Once more, the Victorian sense of sexual horror permeates the discussion. If men are the source of all savagery to women, then sexual intercourse with men is itself a savage act. Women who claim to enjoy heterosexual lovemaking are, says Dworkin, “collaborators, more base in their collaboration than other collaborators have ever been, experiencing pleasure i
n their own inferiority, calling intercourse freedom.”
Forget whips, chains and handcuffs. All heterosexual intercourse is disgusting, an act of physical and psychic invasion. As Dworkin writes: “The woman in intercourse is a space inhabited, a literal territory occupied literally: occupied even if there has been no resistance, no force; even if the occupied person said yes please, yes hurry, yes more.”
Obviously, this is a total denial of any biologically driven sexual need. To follow the logic to its inevitable conclusion, the only pure feminists, the only noncollaborators with the enemy, would be celibates or lesbians. Alas, billions of human beings, male and female, from Tibet to Miami, don’t see the world — or the nature of sexuality — that way. They keep on doing what men and women have been doing since before history or the invention of religion. To the New Victorians this must be infuriating. And so they will attempt an act of hubris that even the old Victorians, in their imperial arrogance, did not try. They will correct human nature.
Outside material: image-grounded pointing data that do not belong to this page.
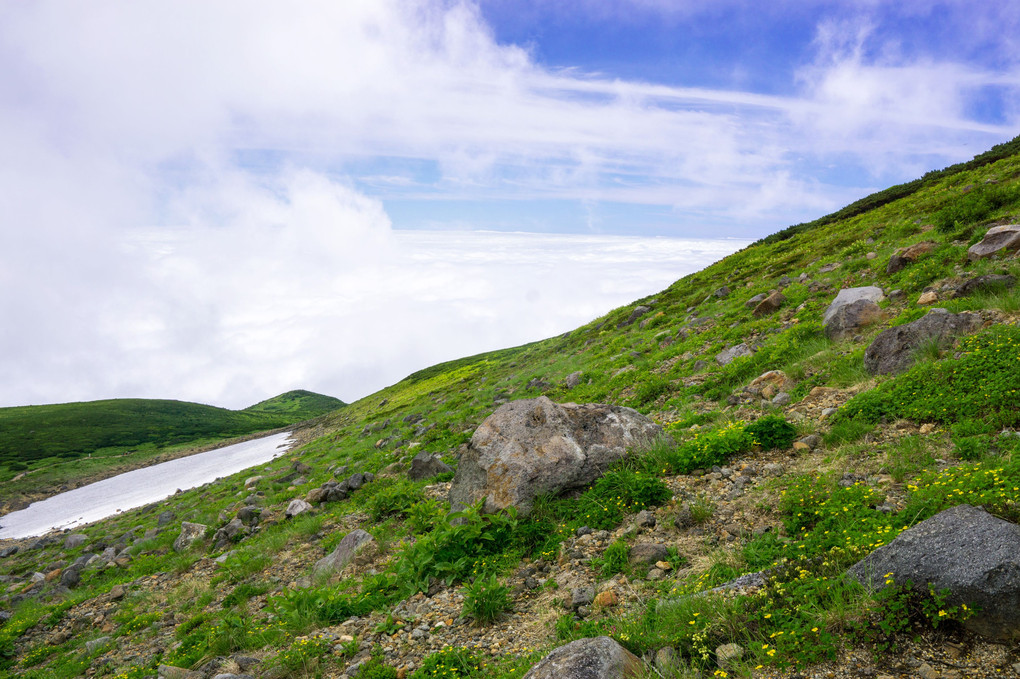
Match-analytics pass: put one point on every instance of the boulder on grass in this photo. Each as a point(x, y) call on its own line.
point(964, 550)
point(997, 240)
point(599, 658)
point(427, 465)
point(894, 350)
point(853, 308)
point(189, 533)
point(353, 544)
point(536, 447)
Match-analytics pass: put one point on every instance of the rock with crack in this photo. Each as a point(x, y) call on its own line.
point(599, 658)
point(964, 550)
point(997, 240)
point(189, 533)
point(426, 465)
point(354, 544)
point(536, 447)
point(894, 350)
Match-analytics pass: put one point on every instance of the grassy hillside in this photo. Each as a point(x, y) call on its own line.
point(77, 429)
point(298, 404)
point(730, 491)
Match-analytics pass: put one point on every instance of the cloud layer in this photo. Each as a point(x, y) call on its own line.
point(195, 194)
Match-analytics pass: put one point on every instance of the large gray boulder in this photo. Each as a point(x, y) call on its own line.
point(894, 350)
point(865, 301)
point(599, 658)
point(536, 447)
point(997, 240)
point(353, 544)
point(964, 550)
point(727, 356)
point(189, 533)
point(427, 465)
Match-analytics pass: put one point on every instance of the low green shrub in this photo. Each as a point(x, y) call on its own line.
point(772, 432)
point(979, 384)
point(486, 599)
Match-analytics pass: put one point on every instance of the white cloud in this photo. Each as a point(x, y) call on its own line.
point(180, 219)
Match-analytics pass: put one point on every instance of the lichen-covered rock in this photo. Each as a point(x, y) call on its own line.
point(893, 351)
point(599, 658)
point(997, 240)
point(964, 550)
point(353, 544)
point(769, 305)
point(189, 533)
point(297, 507)
point(726, 356)
point(536, 447)
point(427, 465)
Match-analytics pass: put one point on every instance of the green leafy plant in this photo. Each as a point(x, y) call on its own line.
point(486, 599)
point(772, 431)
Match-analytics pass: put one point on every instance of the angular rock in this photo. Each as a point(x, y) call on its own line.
point(536, 447)
point(581, 596)
point(726, 357)
point(645, 554)
point(297, 507)
point(92, 645)
point(850, 318)
point(755, 301)
point(893, 351)
point(989, 282)
point(998, 239)
point(964, 550)
point(189, 533)
point(728, 655)
point(769, 305)
point(353, 543)
point(427, 465)
point(909, 255)
point(599, 658)
point(74, 540)
point(70, 578)
point(851, 295)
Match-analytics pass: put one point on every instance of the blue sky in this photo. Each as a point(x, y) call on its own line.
point(223, 201)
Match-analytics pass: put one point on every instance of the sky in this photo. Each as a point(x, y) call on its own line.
point(222, 201)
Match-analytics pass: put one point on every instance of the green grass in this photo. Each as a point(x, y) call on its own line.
point(818, 527)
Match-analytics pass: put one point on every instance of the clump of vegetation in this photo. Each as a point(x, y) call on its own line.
point(981, 384)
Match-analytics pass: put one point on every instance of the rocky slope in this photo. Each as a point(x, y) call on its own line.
point(819, 395)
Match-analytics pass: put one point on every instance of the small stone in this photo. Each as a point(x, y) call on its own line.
point(581, 596)
point(728, 655)
point(297, 507)
point(93, 645)
point(646, 519)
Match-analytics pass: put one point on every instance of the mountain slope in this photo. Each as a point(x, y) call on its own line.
point(75, 429)
point(429, 598)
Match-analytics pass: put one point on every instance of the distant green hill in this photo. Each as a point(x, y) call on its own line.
point(299, 403)
point(73, 429)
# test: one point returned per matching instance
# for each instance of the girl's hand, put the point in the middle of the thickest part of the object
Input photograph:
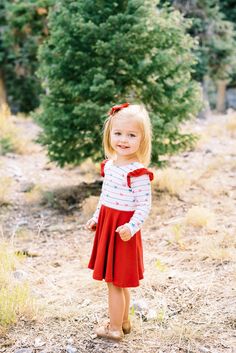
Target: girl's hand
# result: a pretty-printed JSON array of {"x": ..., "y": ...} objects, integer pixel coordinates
[
  {"x": 91, "y": 225},
  {"x": 124, "y": 232}
]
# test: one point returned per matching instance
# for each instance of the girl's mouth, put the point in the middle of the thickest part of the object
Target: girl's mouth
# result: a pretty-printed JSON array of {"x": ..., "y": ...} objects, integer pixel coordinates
[{"x": 123, "y": 147}]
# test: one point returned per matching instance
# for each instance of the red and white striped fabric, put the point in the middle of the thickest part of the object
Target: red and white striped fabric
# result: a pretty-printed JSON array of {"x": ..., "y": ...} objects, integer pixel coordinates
[{"x": 126, "y": 188}]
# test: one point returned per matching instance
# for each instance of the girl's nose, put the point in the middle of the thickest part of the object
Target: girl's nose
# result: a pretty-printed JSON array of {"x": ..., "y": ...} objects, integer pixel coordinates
[{"x": 123, "y": 138}]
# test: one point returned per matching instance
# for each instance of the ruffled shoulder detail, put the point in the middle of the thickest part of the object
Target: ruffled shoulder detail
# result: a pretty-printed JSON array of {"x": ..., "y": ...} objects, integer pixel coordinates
[
  {"x": 139, "y": 172},
  {"x": 103, "y": 166}
]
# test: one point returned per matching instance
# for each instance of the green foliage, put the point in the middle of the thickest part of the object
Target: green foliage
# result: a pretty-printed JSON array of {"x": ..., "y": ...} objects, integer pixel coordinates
[
  {"x": 15, "y": 298},
  {"x": 23, "y": 28},
  {"x": 113, "y": 52}
]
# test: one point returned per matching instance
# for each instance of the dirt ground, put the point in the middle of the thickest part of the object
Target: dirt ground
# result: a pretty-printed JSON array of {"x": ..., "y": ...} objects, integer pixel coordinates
[{"x": 187, "y": 301}]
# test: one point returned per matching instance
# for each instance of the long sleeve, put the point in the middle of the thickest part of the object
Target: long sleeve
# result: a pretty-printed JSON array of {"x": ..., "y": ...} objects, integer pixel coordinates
[{"x": 141, "y": 188}]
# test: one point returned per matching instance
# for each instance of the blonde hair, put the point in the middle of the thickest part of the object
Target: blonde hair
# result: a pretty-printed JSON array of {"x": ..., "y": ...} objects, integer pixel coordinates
[{"x": 140, "y": 115}]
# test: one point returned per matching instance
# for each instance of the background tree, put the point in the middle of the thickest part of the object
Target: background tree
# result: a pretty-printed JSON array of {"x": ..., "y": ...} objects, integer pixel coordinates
[
  {"x": 217, "y": 42},
  {"x": 113, "y": 52},
  {"x": 23, "y": 27}
]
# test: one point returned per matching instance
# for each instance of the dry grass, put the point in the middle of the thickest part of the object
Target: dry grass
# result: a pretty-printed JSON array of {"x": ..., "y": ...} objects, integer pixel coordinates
[
  {"x": 10, "y": 136},
  {"x": 34, "y": 195},
  {"x": 220, "y": 247},
  {"x": 172, "y": 180},
  {"x": 199, "y": 216},
  {"x": 15, "y": 297},
  {"x": 5, "y": 188}
]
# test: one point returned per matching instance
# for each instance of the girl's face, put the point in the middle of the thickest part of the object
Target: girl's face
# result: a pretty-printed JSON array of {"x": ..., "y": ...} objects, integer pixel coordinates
[{"x": 125, "y": 137}]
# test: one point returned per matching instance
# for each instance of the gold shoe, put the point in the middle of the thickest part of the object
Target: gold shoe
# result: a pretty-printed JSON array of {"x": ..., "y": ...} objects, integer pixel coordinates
[
  {"x": 126, "y": 327},
  {"x": 105, "y": 332}
]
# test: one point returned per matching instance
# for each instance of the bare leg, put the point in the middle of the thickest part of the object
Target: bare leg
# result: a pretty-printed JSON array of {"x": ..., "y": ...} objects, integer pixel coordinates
[
  {"x": 117, "y": 304},
  {"x": 127, "y": 304}
]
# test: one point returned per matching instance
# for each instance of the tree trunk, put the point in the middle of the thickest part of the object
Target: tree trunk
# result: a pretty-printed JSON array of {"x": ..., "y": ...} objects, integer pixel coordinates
[
  {"x": 221, "y": 95},
  {"x": 206, "y": 110},
  {"x": 3, "y": 96}
]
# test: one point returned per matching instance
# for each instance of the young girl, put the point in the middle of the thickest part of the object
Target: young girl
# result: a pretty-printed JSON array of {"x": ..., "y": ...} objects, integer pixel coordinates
[{"x": 124, "y": 204}]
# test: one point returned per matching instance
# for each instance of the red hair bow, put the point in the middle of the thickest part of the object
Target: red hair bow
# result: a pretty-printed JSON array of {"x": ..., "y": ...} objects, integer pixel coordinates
[{"x": 116, "y": 108}]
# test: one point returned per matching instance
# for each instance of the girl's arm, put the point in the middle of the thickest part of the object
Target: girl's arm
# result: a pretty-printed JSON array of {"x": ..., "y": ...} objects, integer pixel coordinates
[
  {"x": 96, "y": 213},
  {"x": 141, "y": 188}
]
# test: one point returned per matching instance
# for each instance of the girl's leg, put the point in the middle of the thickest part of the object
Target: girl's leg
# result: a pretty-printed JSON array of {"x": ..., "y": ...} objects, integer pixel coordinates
[
  {"x": 127, "y": 304},
  {"x": 117, "y": 306}
]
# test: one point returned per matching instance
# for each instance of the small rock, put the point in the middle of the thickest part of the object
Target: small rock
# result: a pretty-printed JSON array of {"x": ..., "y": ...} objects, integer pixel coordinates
[
  {"x": 70, "y": 340},
  {"x": 20, "y": 275},
  {"x": 140, "y": 305},
  {"x": 204, "y": 350},
  {"x": 93, "y": 336},
  {"x": 70, "y": 349},
  {"x": 22, "y": 223},
  {"x": 151, "y": 315},
  {"x": 38, "y": 342},
  {"x": 86, "y": 302},
  {"x": 24, "y": 350},
  {"x": 27, "y": 187}
]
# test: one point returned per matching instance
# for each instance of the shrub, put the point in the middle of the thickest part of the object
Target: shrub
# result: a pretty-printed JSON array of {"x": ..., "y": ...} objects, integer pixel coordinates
[{"x": 113, "y": 52}]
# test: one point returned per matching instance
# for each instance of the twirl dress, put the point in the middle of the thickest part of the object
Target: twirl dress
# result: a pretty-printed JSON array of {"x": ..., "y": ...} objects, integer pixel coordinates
[{"x": 125, "y": 200}]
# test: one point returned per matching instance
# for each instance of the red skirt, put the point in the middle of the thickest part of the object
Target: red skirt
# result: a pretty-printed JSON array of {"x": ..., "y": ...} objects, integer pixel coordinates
[{"x": 112, "y": 259}]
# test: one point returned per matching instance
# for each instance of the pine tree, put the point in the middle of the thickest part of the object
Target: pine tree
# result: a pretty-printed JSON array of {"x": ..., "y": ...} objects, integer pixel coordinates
[
  {"x": 102, "y": 53},
  {"x": 23, "y": 27}
]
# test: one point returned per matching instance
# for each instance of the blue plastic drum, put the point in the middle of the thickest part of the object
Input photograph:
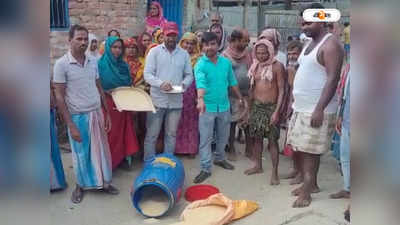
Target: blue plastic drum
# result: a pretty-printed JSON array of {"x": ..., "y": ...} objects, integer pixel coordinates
[{"x": 160, "y": 180}]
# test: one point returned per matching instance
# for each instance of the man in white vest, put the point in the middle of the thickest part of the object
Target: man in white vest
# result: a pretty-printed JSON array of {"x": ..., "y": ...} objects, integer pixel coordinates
[{"x": 315, "y": 104}]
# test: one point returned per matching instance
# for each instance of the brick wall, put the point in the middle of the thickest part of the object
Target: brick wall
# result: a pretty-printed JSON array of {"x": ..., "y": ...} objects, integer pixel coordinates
[{"x": 100, "y": 16}]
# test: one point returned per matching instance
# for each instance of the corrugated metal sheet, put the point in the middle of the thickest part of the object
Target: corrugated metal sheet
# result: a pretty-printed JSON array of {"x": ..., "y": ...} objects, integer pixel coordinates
[
  {"x": 220, "y": 3},
  {"x": 173, "y": 11}
]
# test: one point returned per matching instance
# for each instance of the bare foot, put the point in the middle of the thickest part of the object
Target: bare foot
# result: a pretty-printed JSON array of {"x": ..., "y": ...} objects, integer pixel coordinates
[
  {"x": 254, "y": 170},
  {"x": 274, "y": 180},
  {"x": 232, "y": 156},
  {"x": 291, "y": 175},
  {"x": 297, "y": 180},
  {"x": 302, "y": 201},
  {"x": 299, "y": 190},
  {"x": 341, "y": 194}
]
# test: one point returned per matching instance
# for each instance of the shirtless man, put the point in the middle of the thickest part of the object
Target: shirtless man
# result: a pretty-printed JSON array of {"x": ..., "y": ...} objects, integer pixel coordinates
[
  {"x": 240, "y": 57},
  {"x": 266, "y": 95},
  {"x": 313, "y": 121}
]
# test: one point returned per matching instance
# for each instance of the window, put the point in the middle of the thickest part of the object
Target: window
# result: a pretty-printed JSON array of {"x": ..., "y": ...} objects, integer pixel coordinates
[{"x": 59, "y": 14}]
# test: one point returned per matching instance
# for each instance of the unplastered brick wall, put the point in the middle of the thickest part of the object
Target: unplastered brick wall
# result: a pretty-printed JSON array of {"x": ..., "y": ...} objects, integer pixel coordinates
[{"x": 100, "y": 16}]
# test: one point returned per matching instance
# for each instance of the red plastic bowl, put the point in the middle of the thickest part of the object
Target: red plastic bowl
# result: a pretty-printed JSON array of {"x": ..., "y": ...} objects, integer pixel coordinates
[{"x": 200, "y": 192}]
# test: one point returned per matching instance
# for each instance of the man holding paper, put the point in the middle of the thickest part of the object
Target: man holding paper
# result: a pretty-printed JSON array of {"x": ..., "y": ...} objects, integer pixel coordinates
[{"x": 169, "y": 72}]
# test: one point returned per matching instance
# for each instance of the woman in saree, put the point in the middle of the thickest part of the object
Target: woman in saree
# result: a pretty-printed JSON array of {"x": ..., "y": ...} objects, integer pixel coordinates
[{"x": 114, "y": 73}]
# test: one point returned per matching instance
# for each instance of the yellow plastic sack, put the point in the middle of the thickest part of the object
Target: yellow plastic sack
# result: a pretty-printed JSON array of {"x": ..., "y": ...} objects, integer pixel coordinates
[
  {"x": 214, "y": 200},
  {"x": 243, "y": 208},
  {"x": 234, "y": 210}
]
As Americans, MacKinnon, Dworkin and their allies have one major roadblock to their crusade: the Constitution. In their attack on “First Amendment absolutism,” the New Victorians want to discard a basic tenet of our lives: It doesn’t matter what we say, it is what we do that matters. That is a mere sentimentality, beloved of the hated liberals and the American Civil Liberties Union. Feminism first, says MacKinnon, the legal theorist, the law second. Or put another way: “The bottom line of the First Amendment is that porn stays. Our bottom line is that porn goes. We’re going to win in the long term.”